The Hills
(A composite blog 11 Nov to 13 Nov)
Wednesday had ended in a collapse. During the day I had worked on half a dozen “projects” – tasks which involved others, but which I had elected to do. I would progress one, then skip to another; then an idea occurred taking me back to the first … and so on for hours seated in front of the computer in an unheated room (carbon saving is another project); finishing up numb in body and mind. It was then time for my Taiji/chigung class, requiring a cycle ride in the dark and rain to catch the train to Romsey then a further walk …
So there I was standing in the middle of the hall surrounded by waterproofs, reflective vest, helmet, water bottle, taiji fan, book for the train, rucksack .. saying “there’s no point in going; my teacher isn’t up to scratch; I’m no good at it; I get nothing out of it …” etc for over 5 minutes. Until, from somewhere, it was suddenly “Just grab the bike and GO!” That voice was the start of recovery.
It’s not just a matter of organisation. I’ve been doing that, with lists that get longer and longer, spawning sub-lists and sub-sub-list, then switching to minimal lists, with time slots, then roving time slots, alternating physical and mental, with automated timers, with spontaneous decisions … But now there came a new thought. My projects had been charging round my brain like frightened rabbits, and after the taiji they kept me awake half the night. Then I realised the nonsensical nature of my being controlled by my projects; for “me” and “my projects” are not separate combative entities: that they are things at all is an illusion thrown up by my own imballance.
Thursday 12th Nov
I did what always helps for me: I walked, allowing the land, the plants and the animals to speak to me; from Nursling to Romsey; recalling as I went -
“I will lift up mine eyes unto the hills from whence cometh my help. My help cometh even from the Lord, who hath made heaven and earth.” (Psalm 121, vv 1,2) and
“In his hand are all the corners of the earth, and the strength of the hills is his also.” (Psalm 95, v. 4)
Half way through this walk, which is over a very flat flood-plain, I saw “the hills” to my right, beyond the river, reminding me of many other hills in the past through which help had come.
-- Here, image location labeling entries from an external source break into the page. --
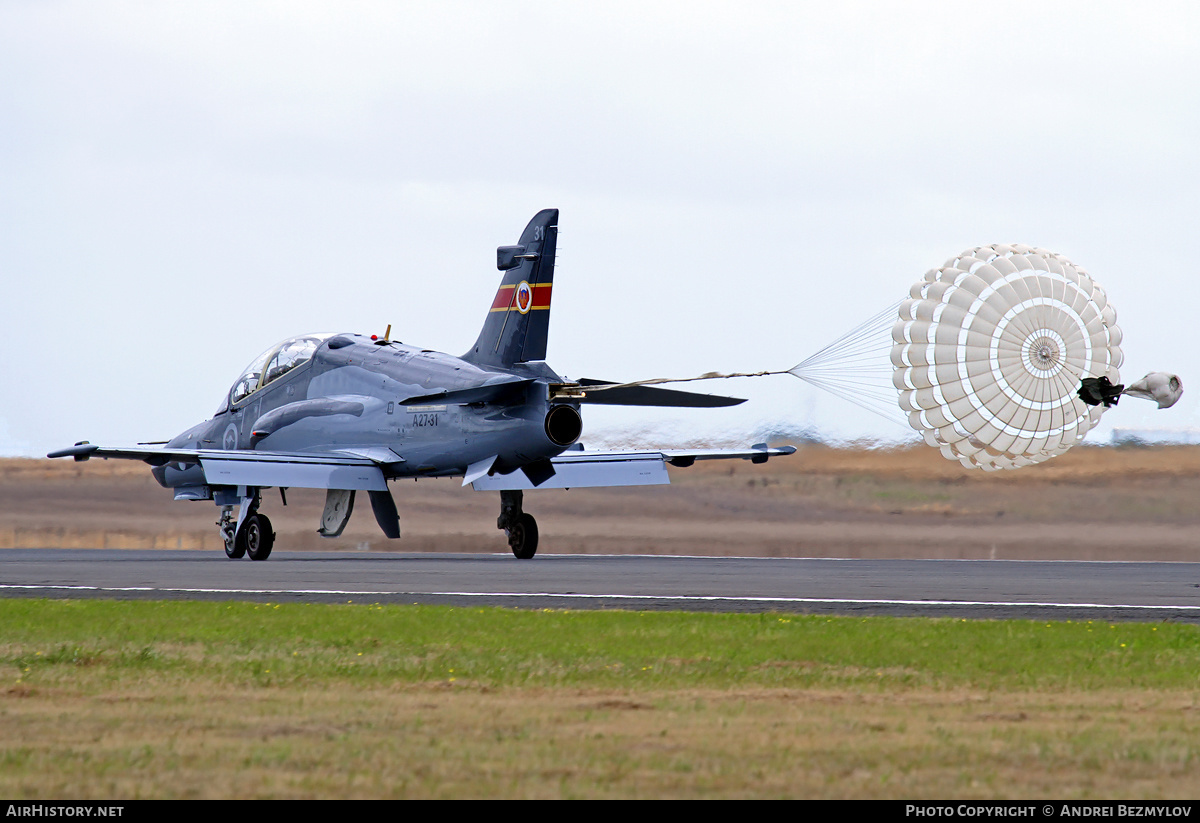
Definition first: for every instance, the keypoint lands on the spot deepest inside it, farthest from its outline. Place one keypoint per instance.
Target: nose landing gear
(520, 527)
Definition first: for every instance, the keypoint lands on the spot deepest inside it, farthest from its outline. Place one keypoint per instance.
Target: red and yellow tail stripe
(507, 298)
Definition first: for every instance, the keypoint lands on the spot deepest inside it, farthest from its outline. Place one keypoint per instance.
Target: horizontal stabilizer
(652, 396)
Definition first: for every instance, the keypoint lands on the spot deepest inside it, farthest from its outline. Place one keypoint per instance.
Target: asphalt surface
(945, 588)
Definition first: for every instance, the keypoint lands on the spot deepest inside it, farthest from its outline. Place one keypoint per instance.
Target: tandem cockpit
(271, 365)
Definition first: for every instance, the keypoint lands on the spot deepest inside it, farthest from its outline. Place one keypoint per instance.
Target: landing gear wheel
(235, 550)
(256, 538)
(523, 536)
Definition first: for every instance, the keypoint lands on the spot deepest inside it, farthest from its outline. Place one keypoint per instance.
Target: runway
(943, 588)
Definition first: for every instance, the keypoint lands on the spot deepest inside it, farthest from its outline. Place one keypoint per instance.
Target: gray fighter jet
(348, 413)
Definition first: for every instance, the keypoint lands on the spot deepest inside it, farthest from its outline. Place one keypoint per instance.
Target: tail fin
(519, 320)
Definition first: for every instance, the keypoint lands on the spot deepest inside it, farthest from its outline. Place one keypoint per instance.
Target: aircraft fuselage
(357, 394)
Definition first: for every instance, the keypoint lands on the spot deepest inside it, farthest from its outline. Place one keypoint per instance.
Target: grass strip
(137, 698)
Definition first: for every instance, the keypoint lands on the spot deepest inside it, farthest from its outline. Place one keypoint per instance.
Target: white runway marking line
(682, 598)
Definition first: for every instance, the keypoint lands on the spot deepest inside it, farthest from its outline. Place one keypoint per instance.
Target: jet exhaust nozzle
(563, 425)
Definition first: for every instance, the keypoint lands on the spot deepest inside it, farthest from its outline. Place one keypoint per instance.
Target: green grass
(283, 643)
(217, 700)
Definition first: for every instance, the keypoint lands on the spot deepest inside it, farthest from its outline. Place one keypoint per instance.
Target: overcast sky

This time, no great saying of revelation arrived. This time what I sought, I now realised, was not words; it needed to be a matter of being, not of thinking. Something had now lodged in my body that could make a difference.
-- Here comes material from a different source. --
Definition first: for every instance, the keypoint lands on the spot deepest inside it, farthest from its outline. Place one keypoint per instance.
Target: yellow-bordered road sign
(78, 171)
In the afternoon I slept for over an hour. Outlandish!
Friday13th Nov.
This new spark is going to need tending, practice. The rabbits are scuttling back. I waste time chasing them, get late for a planned trip to London, and miss the train. So, I can enjoy a slow and really quite good cafe latte, doing nothing, in the station cafe. Ahh!
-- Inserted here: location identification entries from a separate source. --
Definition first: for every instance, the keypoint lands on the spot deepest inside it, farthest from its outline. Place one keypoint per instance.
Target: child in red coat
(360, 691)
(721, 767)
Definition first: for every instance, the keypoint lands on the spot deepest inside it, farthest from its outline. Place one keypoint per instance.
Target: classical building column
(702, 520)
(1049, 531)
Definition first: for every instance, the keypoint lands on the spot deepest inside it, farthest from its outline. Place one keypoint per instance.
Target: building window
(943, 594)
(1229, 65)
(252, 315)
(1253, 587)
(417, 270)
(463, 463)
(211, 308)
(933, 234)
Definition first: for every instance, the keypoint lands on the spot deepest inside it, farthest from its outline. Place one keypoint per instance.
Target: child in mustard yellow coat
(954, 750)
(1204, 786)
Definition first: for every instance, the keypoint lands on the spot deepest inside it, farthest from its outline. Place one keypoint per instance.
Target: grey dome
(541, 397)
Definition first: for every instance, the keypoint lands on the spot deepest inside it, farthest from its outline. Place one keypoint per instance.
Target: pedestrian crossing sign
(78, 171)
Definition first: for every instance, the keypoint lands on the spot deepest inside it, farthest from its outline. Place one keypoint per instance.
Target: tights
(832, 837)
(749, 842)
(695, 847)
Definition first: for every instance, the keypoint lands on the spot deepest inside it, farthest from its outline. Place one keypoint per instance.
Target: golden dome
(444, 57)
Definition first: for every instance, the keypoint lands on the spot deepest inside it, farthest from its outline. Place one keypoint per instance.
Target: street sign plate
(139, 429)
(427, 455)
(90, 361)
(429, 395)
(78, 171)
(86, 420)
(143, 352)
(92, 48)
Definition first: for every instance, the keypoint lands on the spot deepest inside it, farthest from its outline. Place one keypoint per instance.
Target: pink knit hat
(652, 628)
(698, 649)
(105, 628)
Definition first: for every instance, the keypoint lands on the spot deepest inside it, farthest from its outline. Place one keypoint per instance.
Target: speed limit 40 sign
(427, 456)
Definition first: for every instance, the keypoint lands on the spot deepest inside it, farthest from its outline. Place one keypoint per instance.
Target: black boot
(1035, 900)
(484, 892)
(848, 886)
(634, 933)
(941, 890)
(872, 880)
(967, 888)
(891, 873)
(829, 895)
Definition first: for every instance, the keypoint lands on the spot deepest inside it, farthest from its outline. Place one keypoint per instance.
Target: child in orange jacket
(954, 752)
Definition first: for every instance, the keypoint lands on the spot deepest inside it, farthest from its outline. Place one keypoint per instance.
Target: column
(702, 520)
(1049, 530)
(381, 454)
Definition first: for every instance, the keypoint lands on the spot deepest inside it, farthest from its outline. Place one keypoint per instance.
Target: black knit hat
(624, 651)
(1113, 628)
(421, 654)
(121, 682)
At the library that I was visiting in London, all the books I needed were in various special collections and so needed fetching, except that no books were fetched on Fridays.
This is a blessing: I have an opportunity to walk along the Thames (always exciting), obliged to stay well in my body so as not to be strained by the fairly heavy pack on my back, and then to spend this extra time provided by the library’s excentric regulations in sitting in The Tate Modern gallery, with its leather sofas and stunning view of St Paul’s cathedral, enjoying writing this blog. That “something” which had lodged in my body got stronger.